There is no corruption in India. Corruption means that something of value existed and then was tampered with. This is clearly not the case. The system concentrates all former colonial power in the politicians that make it to the control room of the system . They make their way there by paying sums of money for party tickets .They pay 'workers', conduct business for themselves with business houses that own newspapers. While their undeclared money is safely abroad they conduct this charade of declaration of assets which will only be used against those that are out of line-their line.Trumped up charges and publicity will come hurtling down on any citizen , any time.the best and the cleanest will be weeded out first .Yes there is no corruption - a system that concentrates all power in the politicians in the control room and as anatural consequence get muzzled , oppressed and repressed means one thing only - Lets put the missing democratic structures in place so that the disease can be rooted out and not the vibrancy of an entire people.Theres lots to do.
We can begin now.

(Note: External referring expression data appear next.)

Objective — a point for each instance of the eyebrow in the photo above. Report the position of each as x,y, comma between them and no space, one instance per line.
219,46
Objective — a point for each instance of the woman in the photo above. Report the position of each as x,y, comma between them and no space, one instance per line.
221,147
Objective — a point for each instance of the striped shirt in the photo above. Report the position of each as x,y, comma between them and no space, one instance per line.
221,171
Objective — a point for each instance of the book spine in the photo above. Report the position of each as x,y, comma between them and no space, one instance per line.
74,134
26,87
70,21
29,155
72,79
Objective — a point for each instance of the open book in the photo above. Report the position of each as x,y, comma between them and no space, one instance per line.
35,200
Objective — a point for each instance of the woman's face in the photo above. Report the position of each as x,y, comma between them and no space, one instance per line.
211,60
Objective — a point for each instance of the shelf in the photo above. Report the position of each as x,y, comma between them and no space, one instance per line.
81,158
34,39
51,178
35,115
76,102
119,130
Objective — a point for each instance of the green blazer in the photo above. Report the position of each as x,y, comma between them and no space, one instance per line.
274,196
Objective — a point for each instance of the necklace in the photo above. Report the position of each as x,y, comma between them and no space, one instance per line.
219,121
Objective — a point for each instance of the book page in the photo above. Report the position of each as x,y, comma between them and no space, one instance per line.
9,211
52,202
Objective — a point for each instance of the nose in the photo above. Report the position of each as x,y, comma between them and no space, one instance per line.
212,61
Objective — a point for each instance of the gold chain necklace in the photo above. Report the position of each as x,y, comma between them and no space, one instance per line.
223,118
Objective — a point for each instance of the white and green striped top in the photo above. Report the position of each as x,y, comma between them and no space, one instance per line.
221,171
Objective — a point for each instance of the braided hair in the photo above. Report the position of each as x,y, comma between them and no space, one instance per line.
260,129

Our nation is meant for greatness and we will get there.
Manat Vijay

Manoje Nath said...

thanks1you have made a valid point. in my future posts i shall try to address the issue .

manat said...

sir ,
This is in continuation of the thinking on " The battle against corruption - part II " I will call this commentary 'Towards a full fledged Democracy - Part I " . Once the malady is identified the next step is to find the cause . When the cause is found one starts working on how to remove the cause .One of the symptoms of the disease is corruption . The disease itself is the concentration of power in the hands of any person who sits atop a former monolithic colonial structure . The way to remove the disease of concentration of power is to hand it back to the legitimate owners of this power ie the people . The structure that may ensure this is a viable local self government that is the originator of the proposals of what is required for the local community .
This commentary is a work in progress and I hope that one day the ordinary Indian citizen will take his rightful place as an active participant in the process of ensuring that he gets what he needs.
Manat Vijay

Anonymous said...

with due respect to Individuals across the spectrum and while tendering unqualified apology to all who find my views opposed to theirs, i humbly submit that the Jan Lokpal Bill of Team Anna [if this team can still be called Team Anna after Anna having distanced himself from them] is practically an invitation to Anarchy.
it envisages Non-elected Individuals to be in a position to dominate Elected Public Servants to such an extent that National Anarchy could arrive.
The Janlokpal ought to have been elected on an All India Basis [in a Penniless Election] if it was to Have Moral Authority to Question even the Prime Minister of India, but the Bill certainly demonstrated unpreparedness of the Drafters...
a Bill was sent to Members of Team Anna by the IAC [India Against Corruption], Bihar Team and when no response was forthcoming, it was taken to Anna himself... by the Convenor of Bihar Unit of IAC itself....
unfortunately, realization dawned that the Anti-Corruption leadership was in hands of a person who had difficulty in taking decisions..
and who had absolutely no idea about fighting corruption...
such Janlokpal Bill can be seen at www.badalav.com

Manoje Nath said...

Anonymous,
There is a lot of substance in what you are saying and you may not be the only one who has such apprehensions. The problem with TV is that it makes
a serious discussion impossible . All along I have been advocating informed discussion and those who have been at the job of fighting corruption for decades should also be given a hearing, because they know where the damn shoe pinches.Thanks for giving your views in such a cogent fashion.